Forts de l’espoir créé par l’évolution positive de divers indicateurs économiques, il serait toutefois excessif de notre part de postuler que le cauchemar de 2022 est désormais derrière nous. Parce qu’une récession économique nous attend au tournant et que la Fed refuse toujours d’adoucir son ton menaçant. Mais, sur les marchés financiers, l’on est à présent davantage prêt que les mois derniers à se battre pour chaque centimètre de terrain : pas un pas en arrière !
[i] Son prédécesseur, Boris Johnson, ne brillait pas non plus par son originalité, se bornant à imiter servilement Churchill. Après en avoir écrit la biographie, il s’était constitué un large arsenal de bons mots et de réactions, certes singulières, mais surtout anachroniques. Jusqu’à ce qu’il ait épuisé tout son stock.
[ii] Reagan ne devait pas ce surnom à ses origines – qui sont irlando-écossaises et non pas néerlandaises – mais à la coupe au bol typique qu’il arborait dans son enfance. Comme son père « buvait » la majeure partie de son modeste salaire, sa mère n’avait d’autre choix que de s’improviser coiffeuse de ses enfants. Elle plaçait un bol de soupe renversé sur leur tête et coupait tous les cheveux qui dépassaient. Une coupe Dutch, disait-on à l’époque aux États-Unis.
[iii] Peut-être vous rappelez-vous encore la promesse électorale de George Bush-père ? Read my lips, no new taxes… Un engagement sur lequel il a dû assez rapidement revenir après sa victoire électorale en 1989. Ce qui avait contribué à sa défaite lors des élections suivantes face à Bill Clinton.
[iv] Entre 1960 et 2000, la livre britannique a perdu 75 % (!) de sa valeur par rapport au mark allemand. Depuis l’introduction de l’euro, le sterling vaut 30 % de moins que son niveau au 01-01-2000.
[v] Il s’agit d’obligations dont le coupon s’adapte à l’inflation.

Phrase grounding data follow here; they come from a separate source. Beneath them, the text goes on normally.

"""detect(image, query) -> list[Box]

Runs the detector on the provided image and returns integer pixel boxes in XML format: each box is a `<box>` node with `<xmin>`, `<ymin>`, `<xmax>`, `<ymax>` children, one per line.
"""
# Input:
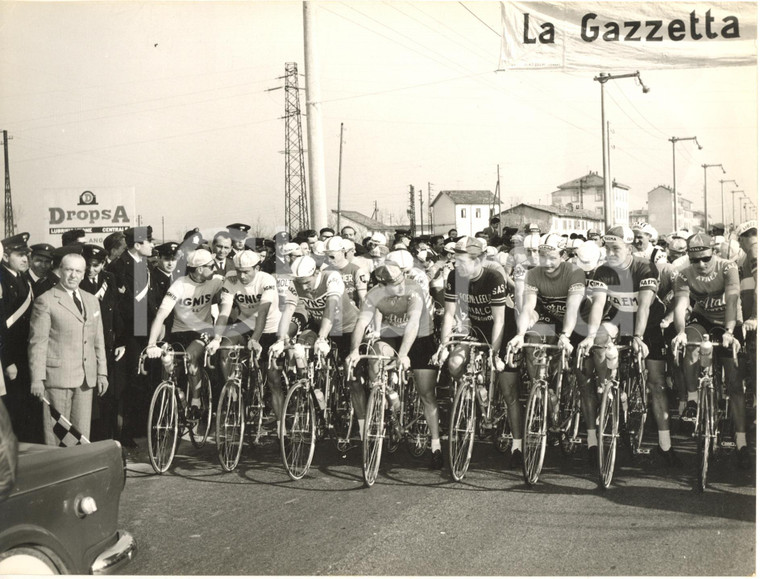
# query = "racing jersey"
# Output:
<box><xmin>673</xmin><ymin>257</ymin><xmax>740</xmax><ymax>325</ymax></box>
<box><xmin>161</xmin><ymin>274</ymin><xmax>225</xmax><ymax>333</ymax></box>
<box><xmin>219</xmin><ymin>271</ymin><xmax>279</xmax><ymax>334</ymax></box>
<box><xmin>406</xmin><ymin>266</ymin><xmax>435</xmax><ymax>318</ymax></box>
<box><xmin>444</xmin><ymin>267</ymin><xmax>507</xmax><ymax>341</ymax></box>
<box><xmin>293</xmin><ymin>270</ymin><xmax>359</xmax><ymax>335</ymax></box>
<box><xmin>272</xmin><ymin>270</ymin><xmax>299</xmax><ymax>313</ymax></box>
<box><xmin>738</xmin><ymin>254</ymin><xmax>757</xmax><ymax>321</ymax></box>
<box><xmin>588</xmin><ymin>256</ymin><xmax>661</xmax><ymax>335</ymax></box>
<box><xmin>632</xmin><ymin>243</ymin><xmax>666</xmax><ymax>266</ymax></box>
<box><xmin>524</xmin><ymin>261</ymin><xmax>586</xmax><ymax>328</ymax></box>
<box><xmin>364</xmin><ymin>278</ymin><xmax>433</xmax><ymax>338</ymax></box>
<box><xmin>326</xmin><ymin>261</ymin><xmax>368</xmax><ymax>308</ymax></box>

[vi] Les troupes ennemies sont si dispersées que plusieurs déflagrations seraient nécessaires pour neutraliser ne fût-ce qu’un bataillon. Et le vent pourrait pousser vers l’Est le nuage de poussière radioactive ainsi libéré et provoquer donc beaucoup plus de dommages en Russie. S’agit-il dès lors de viser une ville densément peuplée ? Mais, dans ce cas, la Russie perdrait immédiatement le soutien de la Chine – indirectement aussi celui de l’Inde – et des alliés africains, qui semblent jusqu’à présent très réceptifs au narratif russe. L’emploi d’armes nucléaires tactiques paraît donc peu utile sur le plan militaire, avec en plus le risque d’en subir des retombées politiques négatives. Mais les potentats acculés ne s’embarrassent pas de telles considérations…

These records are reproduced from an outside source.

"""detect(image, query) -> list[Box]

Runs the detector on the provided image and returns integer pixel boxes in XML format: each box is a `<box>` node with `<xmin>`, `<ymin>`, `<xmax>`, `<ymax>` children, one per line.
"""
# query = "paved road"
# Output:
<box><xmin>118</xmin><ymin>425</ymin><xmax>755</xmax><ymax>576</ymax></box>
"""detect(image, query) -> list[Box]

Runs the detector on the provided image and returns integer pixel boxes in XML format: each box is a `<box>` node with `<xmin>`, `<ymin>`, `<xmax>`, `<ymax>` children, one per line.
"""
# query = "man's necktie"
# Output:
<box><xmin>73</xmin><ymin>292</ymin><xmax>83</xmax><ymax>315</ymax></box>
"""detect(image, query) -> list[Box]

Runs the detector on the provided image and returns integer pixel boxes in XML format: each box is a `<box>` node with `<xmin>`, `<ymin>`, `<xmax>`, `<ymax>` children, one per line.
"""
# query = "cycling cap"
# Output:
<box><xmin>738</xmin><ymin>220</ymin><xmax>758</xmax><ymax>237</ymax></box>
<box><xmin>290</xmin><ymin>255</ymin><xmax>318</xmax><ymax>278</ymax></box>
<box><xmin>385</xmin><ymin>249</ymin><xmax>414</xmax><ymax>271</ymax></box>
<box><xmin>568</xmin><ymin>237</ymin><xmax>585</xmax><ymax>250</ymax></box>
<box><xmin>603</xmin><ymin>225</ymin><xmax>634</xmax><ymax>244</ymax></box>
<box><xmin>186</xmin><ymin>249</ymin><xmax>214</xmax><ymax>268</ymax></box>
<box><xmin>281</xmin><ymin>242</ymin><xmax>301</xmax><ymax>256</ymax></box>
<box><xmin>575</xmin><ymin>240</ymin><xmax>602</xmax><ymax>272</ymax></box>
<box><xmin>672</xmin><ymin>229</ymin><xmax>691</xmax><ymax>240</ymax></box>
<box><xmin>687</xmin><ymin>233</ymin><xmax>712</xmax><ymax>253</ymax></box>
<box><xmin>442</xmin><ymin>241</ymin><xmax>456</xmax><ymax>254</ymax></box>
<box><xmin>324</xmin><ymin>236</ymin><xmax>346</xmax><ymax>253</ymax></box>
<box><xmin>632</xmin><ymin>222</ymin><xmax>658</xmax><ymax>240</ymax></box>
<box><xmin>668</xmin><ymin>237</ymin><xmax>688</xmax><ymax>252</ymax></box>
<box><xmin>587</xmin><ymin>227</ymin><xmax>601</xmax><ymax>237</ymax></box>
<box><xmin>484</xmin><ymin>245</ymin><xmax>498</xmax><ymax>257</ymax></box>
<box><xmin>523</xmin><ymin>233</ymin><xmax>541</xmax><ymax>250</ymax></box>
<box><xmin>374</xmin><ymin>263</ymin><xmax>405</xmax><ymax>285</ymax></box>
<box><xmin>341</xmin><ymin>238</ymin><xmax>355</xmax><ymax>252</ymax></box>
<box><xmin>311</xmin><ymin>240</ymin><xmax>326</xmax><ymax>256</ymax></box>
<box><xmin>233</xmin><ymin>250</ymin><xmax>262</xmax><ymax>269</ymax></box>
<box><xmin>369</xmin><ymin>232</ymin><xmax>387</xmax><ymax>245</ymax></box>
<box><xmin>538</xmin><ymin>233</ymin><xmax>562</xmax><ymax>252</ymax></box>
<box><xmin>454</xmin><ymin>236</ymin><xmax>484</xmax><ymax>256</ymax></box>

[vii] Le célèbre ordre 227 avait été donné par Staline en juillet 1942 : il sommait ses troupes de ne plus céder un centimètre de terrain. Quoi qu’il en coûte.
[viii] Institute for supply managers : un indice qui reflète les attentes conjoncturelles des directeurs d’achats aux États-Unis.
[ix] Amazon vient d’annoncer ne plus planifier de nouveaux recrutements, ni ouvrir de postes supplémentaires, en tout cas pas jusqu’à la fin de 2022. Une indication qui en vaut une autre.